Crayon au poing raconte la bande dessinée contestataire arabe

Dix ans après le début des Printemps arabes, ce documentaire explore la BD arabe et féminine

Les deux réalisatrices ont rencontré à domicile Lena Merhej à Beyrouth, Deena Mohamed au Caire, Zainab Fasiki à Casablanca et Nadia Khiari, alias Willis from Tunis, dont les dessins et les mots portent haut les revendications de liberté et de justice des Printemps arabes. Avec chacune leur style, ces quatre femmes donnent à voir le quotidien de leur pays.

Une géante surveille la ville et lutte contre les violences faites aux femmes - dessin de Zainab Fasiki - D.R.

C’est un documentaire fort et original que signent les deux réalisatrices indépendantes, Lizzie Treu et Eloïse Fagard. La première avait co-réalisé le documentaire d’investigation Radar, la machine à cash, une coproduction Reflets et du collectif Extra Muros, dont elles sont membres toutes les deux.

Dix ans après le début des Printemps arabes, les deux journalistes ont mené une exploration de la BD arabe et féminine à travers les rencontres croisées de quatre autrices engagées. Venant du Liban, de la Tunisie, du Maroc, ou encore d’Égypte, elles ont toutes choisi la BD comme moyen d’expression pour se faire entendre. « Nous avons voulu montrer la nouvelle scène de la BD arabe, raconte Eloïse Fagard. Et nous nous sommes rendu compte qu’il y avait beaucoup de femmes dans cette nouvelle vague née un peu avant les révolutions. Donc nous avons voulu nous intéresser à elles. »

Les deux réalisatrices ont rencontré Lena Merhej à Beyrouth, Deena Mohamed au Caire, Zainab Fasiki à Casablanca et Nadia Khiari, alias Willis from Tunis, dont les dessins et les mots portent haut les revendications de liberté et de justice des Printemps arabes.

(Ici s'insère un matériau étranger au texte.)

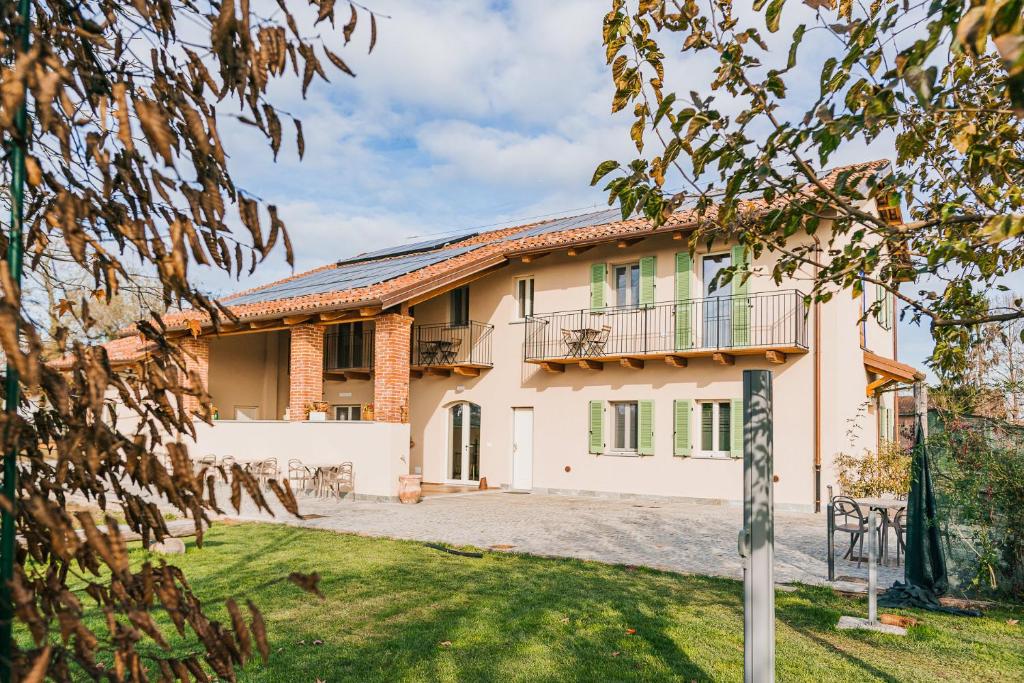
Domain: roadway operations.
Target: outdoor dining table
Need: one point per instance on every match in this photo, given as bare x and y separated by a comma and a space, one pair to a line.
438, 350
884, 506
585, 342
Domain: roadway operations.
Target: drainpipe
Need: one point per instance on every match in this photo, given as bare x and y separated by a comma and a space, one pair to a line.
817, 384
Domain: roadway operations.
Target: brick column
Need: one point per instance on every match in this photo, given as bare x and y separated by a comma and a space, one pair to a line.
197, 352
306, 370
392, 336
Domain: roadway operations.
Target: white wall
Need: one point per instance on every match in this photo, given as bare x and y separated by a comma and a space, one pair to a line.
379, 452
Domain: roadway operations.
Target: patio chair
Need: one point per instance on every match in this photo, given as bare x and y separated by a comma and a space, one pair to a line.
300, 477
450, 350
597, 344
264, 470
429, 350
899, 524
850, 519
572, 342
335, 480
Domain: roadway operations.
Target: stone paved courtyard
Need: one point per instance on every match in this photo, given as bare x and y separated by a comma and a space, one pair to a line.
675, 536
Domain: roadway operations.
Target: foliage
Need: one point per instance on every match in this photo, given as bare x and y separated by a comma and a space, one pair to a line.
886, 471
126, 173
978, 472
992, 386
943, 80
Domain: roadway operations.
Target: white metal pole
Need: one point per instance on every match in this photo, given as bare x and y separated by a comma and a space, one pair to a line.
758, 537
872, 571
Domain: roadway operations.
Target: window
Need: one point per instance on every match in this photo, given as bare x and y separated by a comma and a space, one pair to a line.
627, 282
459, 306
348, 413
625, 426
716, 428
524, 297
350, 347
246, 413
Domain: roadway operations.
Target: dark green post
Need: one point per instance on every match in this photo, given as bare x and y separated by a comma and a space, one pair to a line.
14, 251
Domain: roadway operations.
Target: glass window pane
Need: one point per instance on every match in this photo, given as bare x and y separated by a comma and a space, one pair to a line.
707, 427
632, 412
724, 426
620, 436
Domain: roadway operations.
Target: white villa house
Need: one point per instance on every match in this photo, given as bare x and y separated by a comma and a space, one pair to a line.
587, 354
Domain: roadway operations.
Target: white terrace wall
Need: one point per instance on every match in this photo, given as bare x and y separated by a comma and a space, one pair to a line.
379, 452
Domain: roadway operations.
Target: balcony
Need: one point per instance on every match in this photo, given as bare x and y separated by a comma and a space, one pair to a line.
445, 348
348, 351
773, 325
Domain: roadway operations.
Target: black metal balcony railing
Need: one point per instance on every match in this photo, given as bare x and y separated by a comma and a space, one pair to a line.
776, 319
446, 344
349, 346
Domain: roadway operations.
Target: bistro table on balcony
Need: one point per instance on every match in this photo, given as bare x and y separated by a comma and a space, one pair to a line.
438, 351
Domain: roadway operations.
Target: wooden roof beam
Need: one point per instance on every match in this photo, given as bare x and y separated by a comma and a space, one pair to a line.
529, 258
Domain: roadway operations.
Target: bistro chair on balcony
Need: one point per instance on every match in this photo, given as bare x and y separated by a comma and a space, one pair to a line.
449, 349
596, 343
429, 352
573, 344
300, 477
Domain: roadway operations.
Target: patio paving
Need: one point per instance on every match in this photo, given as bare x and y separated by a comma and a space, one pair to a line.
675, 536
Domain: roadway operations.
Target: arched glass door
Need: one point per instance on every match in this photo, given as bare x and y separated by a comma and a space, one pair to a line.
464, 442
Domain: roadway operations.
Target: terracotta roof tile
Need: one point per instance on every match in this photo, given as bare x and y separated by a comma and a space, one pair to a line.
494, 244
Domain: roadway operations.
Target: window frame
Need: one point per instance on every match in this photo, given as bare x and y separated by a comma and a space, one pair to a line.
459, 307
719, 430
349, 408
240, 410
631, 431
528, 285
632, 288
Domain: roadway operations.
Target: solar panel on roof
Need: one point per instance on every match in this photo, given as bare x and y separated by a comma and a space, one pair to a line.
572, 222
426, 245
349, 275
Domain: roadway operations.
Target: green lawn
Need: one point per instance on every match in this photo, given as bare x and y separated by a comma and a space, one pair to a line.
400, 611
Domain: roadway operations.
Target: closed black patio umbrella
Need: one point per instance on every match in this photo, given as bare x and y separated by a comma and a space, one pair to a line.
925, 577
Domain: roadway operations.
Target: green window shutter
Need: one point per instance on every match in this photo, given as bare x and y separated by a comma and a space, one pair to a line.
645, 428
681, 439
882, 299
647, 276
684, 269
598, 276
740, 301
597, 426
736, 421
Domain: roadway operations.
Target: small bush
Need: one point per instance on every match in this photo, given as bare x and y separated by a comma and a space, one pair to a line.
876, 473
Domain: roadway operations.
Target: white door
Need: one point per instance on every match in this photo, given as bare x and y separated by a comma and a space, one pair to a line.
522, 449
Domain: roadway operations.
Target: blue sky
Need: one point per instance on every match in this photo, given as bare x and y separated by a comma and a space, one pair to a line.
467, 114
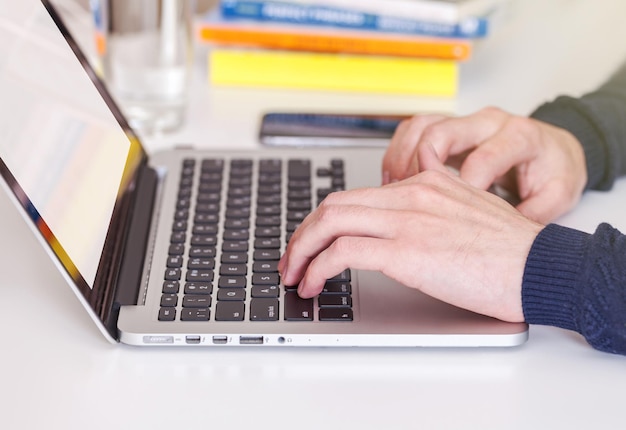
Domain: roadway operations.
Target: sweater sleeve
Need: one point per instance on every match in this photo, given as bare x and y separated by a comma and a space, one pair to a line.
598, 121
577, 281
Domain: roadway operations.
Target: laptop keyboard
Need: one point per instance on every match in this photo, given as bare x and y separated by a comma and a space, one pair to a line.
231, 222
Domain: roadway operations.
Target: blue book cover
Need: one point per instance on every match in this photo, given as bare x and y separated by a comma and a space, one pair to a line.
294, 13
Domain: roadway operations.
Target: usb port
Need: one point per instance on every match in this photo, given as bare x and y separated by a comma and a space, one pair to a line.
220, 340
192, 340
250, 340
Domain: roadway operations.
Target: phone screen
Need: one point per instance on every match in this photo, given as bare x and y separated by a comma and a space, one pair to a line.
317, 129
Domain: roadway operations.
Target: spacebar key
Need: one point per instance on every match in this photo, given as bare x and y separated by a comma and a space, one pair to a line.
297, 308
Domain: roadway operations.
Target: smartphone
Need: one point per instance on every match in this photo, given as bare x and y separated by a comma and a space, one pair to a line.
327, 129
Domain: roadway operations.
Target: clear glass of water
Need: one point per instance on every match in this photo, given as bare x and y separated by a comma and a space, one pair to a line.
147, 51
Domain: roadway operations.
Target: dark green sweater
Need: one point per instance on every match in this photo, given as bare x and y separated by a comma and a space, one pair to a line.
572, 279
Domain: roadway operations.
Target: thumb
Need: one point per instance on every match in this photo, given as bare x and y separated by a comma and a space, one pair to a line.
429, 159
538, 209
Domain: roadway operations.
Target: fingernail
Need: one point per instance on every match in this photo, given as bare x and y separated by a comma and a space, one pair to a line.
386, 176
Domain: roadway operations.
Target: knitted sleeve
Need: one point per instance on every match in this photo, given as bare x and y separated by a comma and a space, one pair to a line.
572, 279
577, 281
598, 120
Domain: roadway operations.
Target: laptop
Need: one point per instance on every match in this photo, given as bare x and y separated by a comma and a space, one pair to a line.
180, 247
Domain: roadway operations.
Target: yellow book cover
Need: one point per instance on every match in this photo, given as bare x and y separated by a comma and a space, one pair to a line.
334, 72
303, 38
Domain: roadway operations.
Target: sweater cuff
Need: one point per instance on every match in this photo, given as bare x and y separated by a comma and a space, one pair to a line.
565, 112
551, 275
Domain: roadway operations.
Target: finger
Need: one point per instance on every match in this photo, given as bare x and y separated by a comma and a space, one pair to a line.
346, 252
400, 155
455, 136
323, 227
549, 202
495, 157
429, 159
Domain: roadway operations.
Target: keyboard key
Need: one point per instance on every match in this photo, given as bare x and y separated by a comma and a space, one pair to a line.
198, 288
170, 287
229, 311
232, 282
169, 300
191, 314
297, 308
265, 291
196, 301
233, 269
265, 266
337, 288
336, 314
167, 314
231, 294
264, 309
334, 301
266, 254
265, 279
199, 275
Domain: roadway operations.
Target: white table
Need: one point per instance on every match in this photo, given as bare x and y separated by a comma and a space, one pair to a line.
58, 371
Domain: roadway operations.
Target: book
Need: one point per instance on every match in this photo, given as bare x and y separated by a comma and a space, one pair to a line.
315, 15
333, 72
450, 11
293, 37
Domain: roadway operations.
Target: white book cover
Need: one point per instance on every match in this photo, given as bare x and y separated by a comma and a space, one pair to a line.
448, 11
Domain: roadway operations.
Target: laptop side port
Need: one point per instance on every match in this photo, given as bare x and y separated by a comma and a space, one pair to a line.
220, 340
250, 340
192, 340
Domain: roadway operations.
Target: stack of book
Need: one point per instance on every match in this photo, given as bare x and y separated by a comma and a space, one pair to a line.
384, 46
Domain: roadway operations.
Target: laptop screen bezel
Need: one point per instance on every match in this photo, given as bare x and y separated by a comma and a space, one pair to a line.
101, 295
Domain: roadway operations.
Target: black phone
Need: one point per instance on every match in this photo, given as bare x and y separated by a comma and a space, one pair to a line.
328, 129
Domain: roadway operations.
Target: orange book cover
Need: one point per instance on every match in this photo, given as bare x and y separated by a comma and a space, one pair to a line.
333, 41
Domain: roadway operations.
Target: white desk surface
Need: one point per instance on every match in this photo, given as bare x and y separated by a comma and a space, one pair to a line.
57, 371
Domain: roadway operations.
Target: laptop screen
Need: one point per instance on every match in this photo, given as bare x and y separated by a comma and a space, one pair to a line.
64, 154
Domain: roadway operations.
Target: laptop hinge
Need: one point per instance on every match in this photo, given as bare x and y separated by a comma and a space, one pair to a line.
129, 279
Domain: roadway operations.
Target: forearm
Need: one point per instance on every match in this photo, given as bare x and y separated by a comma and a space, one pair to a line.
598, 121
577, 281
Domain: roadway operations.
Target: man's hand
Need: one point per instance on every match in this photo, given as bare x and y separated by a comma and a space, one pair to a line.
432, 232
542, 164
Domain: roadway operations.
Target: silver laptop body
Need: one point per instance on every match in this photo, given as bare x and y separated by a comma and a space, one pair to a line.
107, 214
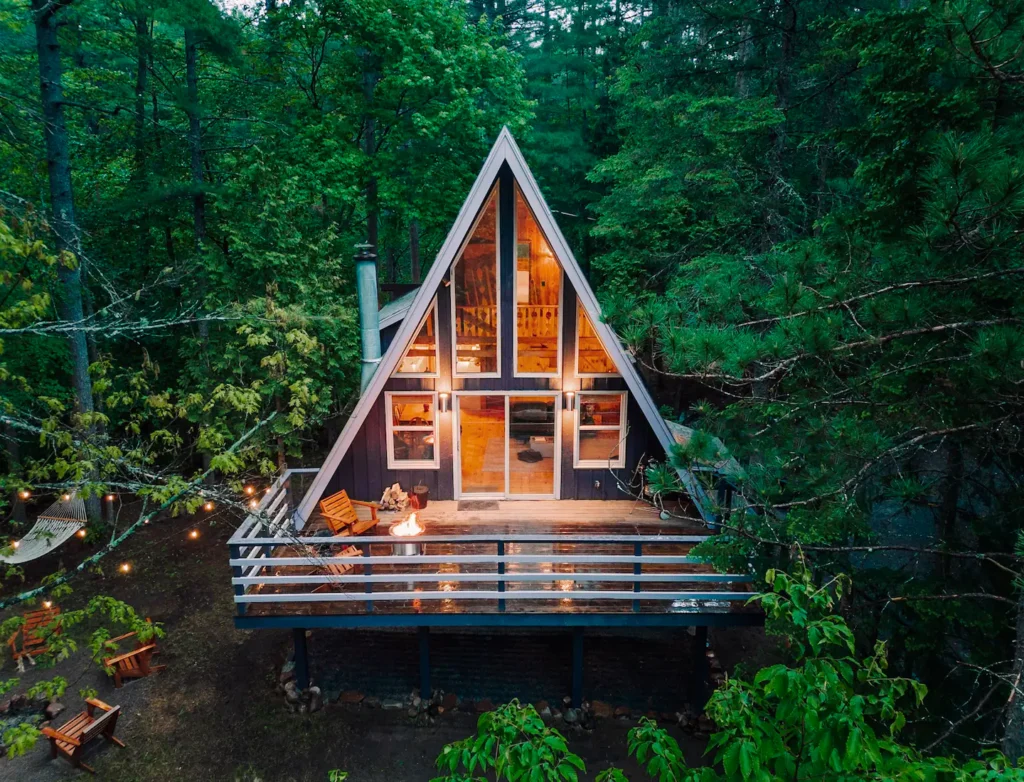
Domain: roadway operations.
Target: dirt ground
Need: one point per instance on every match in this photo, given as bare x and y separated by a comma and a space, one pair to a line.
215, 712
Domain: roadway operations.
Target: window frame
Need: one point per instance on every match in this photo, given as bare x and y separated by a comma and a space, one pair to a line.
515, 299
581, 310
431, 312
391, 428
496, 192
622, 428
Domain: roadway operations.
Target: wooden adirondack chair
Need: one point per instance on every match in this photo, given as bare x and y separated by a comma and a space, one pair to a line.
337, 569
339, 512
133, 664
28, 640
72, 737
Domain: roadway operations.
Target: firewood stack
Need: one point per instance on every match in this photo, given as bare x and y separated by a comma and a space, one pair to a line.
394, 498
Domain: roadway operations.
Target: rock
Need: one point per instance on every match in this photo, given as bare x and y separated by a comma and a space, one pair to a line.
315, 699
292, 694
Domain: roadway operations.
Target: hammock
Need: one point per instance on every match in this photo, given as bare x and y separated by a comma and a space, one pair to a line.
54, 526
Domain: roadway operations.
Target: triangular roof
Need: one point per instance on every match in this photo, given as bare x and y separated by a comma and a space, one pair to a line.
505, 150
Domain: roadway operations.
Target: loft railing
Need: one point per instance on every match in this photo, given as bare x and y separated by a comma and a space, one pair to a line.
476, 572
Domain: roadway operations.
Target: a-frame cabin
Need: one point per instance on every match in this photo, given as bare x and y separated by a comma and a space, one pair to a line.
503, 391
500, 380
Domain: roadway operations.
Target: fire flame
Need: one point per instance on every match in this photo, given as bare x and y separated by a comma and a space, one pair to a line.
408, 527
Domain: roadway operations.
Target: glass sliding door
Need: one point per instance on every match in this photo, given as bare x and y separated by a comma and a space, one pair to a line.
531, 446
481, 444
508, 445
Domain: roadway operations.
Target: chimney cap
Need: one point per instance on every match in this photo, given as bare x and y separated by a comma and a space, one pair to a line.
365, 252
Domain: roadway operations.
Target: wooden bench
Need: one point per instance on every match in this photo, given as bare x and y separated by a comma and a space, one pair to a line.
133, 664
339, 513
29, 640
337, 569
72, 737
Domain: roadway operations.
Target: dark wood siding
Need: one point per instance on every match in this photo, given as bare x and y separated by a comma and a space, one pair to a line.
364, 469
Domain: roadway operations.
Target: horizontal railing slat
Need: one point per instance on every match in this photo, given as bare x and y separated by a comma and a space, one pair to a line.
494, 576
391, 597
480, 559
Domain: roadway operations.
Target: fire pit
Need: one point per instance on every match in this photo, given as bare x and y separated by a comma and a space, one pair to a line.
407, 531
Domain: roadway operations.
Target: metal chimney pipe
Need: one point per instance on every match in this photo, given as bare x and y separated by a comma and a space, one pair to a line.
370, 332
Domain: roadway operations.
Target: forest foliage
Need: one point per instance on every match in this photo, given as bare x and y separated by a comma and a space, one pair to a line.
804, 218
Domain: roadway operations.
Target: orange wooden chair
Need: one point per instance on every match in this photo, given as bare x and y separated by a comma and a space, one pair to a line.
134, 664
29, 640
72, 737
339, 512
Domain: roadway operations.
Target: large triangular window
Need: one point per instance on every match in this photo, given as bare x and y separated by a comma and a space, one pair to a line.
538, 297
592, 359
421, 357
474, 298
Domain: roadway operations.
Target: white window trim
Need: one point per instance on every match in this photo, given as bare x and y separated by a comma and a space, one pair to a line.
418, 464
623, 429
431, 312
561, 297
498, 288
581, 310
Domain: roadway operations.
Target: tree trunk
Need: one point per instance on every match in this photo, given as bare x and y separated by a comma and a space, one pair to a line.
14, 468
1013, 737
68, 237
198, 191
414, 250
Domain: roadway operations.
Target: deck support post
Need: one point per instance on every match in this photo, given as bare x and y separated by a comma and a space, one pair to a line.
700, 668
424, 634
301, 658
577, 694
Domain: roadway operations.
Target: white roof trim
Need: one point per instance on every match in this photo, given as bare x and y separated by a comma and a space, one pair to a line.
504, 150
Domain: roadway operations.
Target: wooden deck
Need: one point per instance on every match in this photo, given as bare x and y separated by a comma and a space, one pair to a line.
509, 558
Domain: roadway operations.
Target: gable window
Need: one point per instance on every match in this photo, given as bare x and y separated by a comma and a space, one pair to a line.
592, 359
475, 301
538, 297
412, 430
421, 357
600, 430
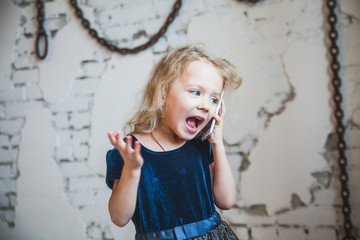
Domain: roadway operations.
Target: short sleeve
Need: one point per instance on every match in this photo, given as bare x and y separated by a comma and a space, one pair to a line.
114, 164
211, 155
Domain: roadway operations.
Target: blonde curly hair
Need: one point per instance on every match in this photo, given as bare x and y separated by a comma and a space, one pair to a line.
165, 72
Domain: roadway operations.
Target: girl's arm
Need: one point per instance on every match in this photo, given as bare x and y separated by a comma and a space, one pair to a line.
122, 202
223, 180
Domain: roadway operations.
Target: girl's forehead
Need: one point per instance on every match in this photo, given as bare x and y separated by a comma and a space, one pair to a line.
200, 72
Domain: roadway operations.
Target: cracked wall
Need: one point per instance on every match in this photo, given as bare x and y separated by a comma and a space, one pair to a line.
54, 114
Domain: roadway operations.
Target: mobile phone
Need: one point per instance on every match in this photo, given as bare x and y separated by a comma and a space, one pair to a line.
209, 128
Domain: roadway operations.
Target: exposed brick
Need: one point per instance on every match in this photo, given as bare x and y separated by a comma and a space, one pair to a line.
80, 120
17, 110
84, 87
4, 140
264, 233
11, 127
26, 76
323, 233
81, 136
33, 92
76, 169
61, 120
71, 104
81, 151
292, 233
14, 94
79, 184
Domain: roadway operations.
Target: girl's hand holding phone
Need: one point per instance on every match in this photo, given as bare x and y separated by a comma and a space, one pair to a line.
132, 156
217, 136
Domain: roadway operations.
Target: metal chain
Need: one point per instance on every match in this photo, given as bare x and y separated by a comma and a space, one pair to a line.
339, 114
252, 1
106, 43
41, 34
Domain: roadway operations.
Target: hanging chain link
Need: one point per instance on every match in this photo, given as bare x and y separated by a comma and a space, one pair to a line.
41, 34
339, 114
106, 43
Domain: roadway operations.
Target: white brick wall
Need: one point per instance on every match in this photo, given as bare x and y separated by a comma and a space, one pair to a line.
279, 47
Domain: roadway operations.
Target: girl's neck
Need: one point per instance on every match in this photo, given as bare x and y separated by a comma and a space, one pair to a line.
167, 138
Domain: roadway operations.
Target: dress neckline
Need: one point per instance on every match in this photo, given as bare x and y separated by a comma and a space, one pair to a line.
161, 152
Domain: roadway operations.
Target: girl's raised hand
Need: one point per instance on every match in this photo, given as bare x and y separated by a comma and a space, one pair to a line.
132, 156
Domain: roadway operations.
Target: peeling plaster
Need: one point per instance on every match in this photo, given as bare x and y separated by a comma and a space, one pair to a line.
56, 75
297, 143
9, 14
40, 196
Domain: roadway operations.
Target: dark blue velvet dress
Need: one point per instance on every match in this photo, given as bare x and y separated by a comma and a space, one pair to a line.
175, 186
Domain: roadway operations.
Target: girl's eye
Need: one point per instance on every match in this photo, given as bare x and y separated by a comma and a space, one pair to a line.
195, 92
214, 100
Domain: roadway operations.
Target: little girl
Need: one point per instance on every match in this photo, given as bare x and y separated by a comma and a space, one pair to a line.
162, 175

La révolution fut une naissance

« Un moyen de s'exprimer à portée de main », dit Lena Merhej pour expliquer pourquoi, dans la jeune BD arabe, les femmes sont si présentes. « Moi, je suis très enragée », ajoute avec douceur cette Beyrouthine de mère allemande et de père libanais, qui avait 13 ans quand la guerre civile a pris fin, et qui retrouve dans « le champ de bataille » qu'est sa ville dévastée depuis les explosions au port, le 4 août 2020, les cauchemars de son enfance. Si la thawra, la révolution qui, à l'automne 2019, a soulevé le peuple libanais, neuf ans après le début des Printemps arabes, ne cesse de l'inspirer, elle a aussi minutieusement dessiné le Beyrouth d'avant la catastrophe pour se « réapproprier » sa mémoire.

Pour sa contemporaine Nadia Khiari, créatrice de Willis from Tunis, chat malicieux et révolutionnaire devenu une star de la contestation et apparu sur Internet dès la levée de la censure par un président Ben Ali aux abois, en janvier 2011, la révolution fut une « naissance ».

Le chat révolutionnaire - Dessin de Nadia Khiari - D.R.
Le chat révolutionnaire - Dessin de Nadia Khiari - D.R.

Alors, pour mieux s'opposer à la censure, qu'elle vienne du pouvoir ou de la société, leurs cadettes, la Marocaine Zainab Fasiki et l’Égyptienne Deena Mohamed, ont lancé leurs super-héroïnes (nue pour la première, voilée pour la seconde) à l'assaut des stéréotypes, des tabous et de la domination masculine…

« Elles ont chacune leur spécificité, détaille Eloïse Fagard. Le dessin de Deena n’est pas d’abord politique. Il veut donner à voir le quotidien du pays. Elle collabore notamment à la revue satyrique, Tok Tok. Zeinab est très féministe en bousculant le lecteur avec un personnage nu. Elle est d’ailleurs souvent harcelée, et si elle n’est pas censurée au Maroc, c’est parfois compliqué. »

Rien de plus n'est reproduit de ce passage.